On how to write a good query letter:

Regarding query letters, honestly, something very important is that you give the agent a sense of how you are marketable. Of course they need to love the MS that you are trying to get them to sign on for, but they also need to believe you are the kind of writer who has a second and third book in them, who can be sent out to promote their work, do speaking engagements…both you and your manuscript need to be salable. That isn’t pleasant to hear, but I’m afraid it’s true for the most part.

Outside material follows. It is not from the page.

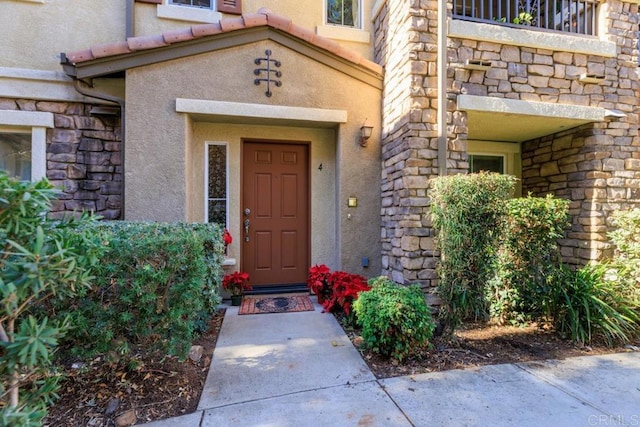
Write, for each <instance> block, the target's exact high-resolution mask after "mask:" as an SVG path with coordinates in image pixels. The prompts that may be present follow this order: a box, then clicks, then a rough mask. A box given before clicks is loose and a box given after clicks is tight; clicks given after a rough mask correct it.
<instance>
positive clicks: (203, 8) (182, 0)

On what to look for in an agent:

In my personal experience, it’s been really useful to have an agent who is great at business development: who always advocates to get you paid more than you are originally offered, who has a sense of how to develop your career. Regarding communication style, it’s essential to ask, upfront, how they like to communicate. Email? Text? Weekly emails? Phone?

On self-promotion:

Self promotion is hard to get right. My best advice (other than the section about this in my new book) is to follow the authors online who you think are doing this right. Observe how they do it. How do they share good news that might make other people jealous? What kind of lifestyle/intimate content do they share? Chloe Benjamin does a fantastic job of this, for example.

On touring:

If your publisher is going to foot the bill for your travel and lodging, I think it’s always worth it. If you have to pay for it yourself, then you really need to do the legwork to make sure that you are going to get decent crowds at your events. One way to protect against this is to do events with other people. I find that getting on podcasts is a WONDERFUL way to tour without leaving your home. For my tour for this book, I’ll be lecturing and teaching in all the cities I’m going to—which ensures that I will have an engaged community of likeminded readers at my events. IN my book, we outline the 5 different kinds of tours that you can arrange, including a DIY tour! . . . I wanted to add that when you are on tour, what’s really essential is that you forge relationships with booksellers. Send them thank you notes! Remember their names!

On the publishing breakdown:

I’d say it’s: 25% connections, 73% hard work, 2% luck.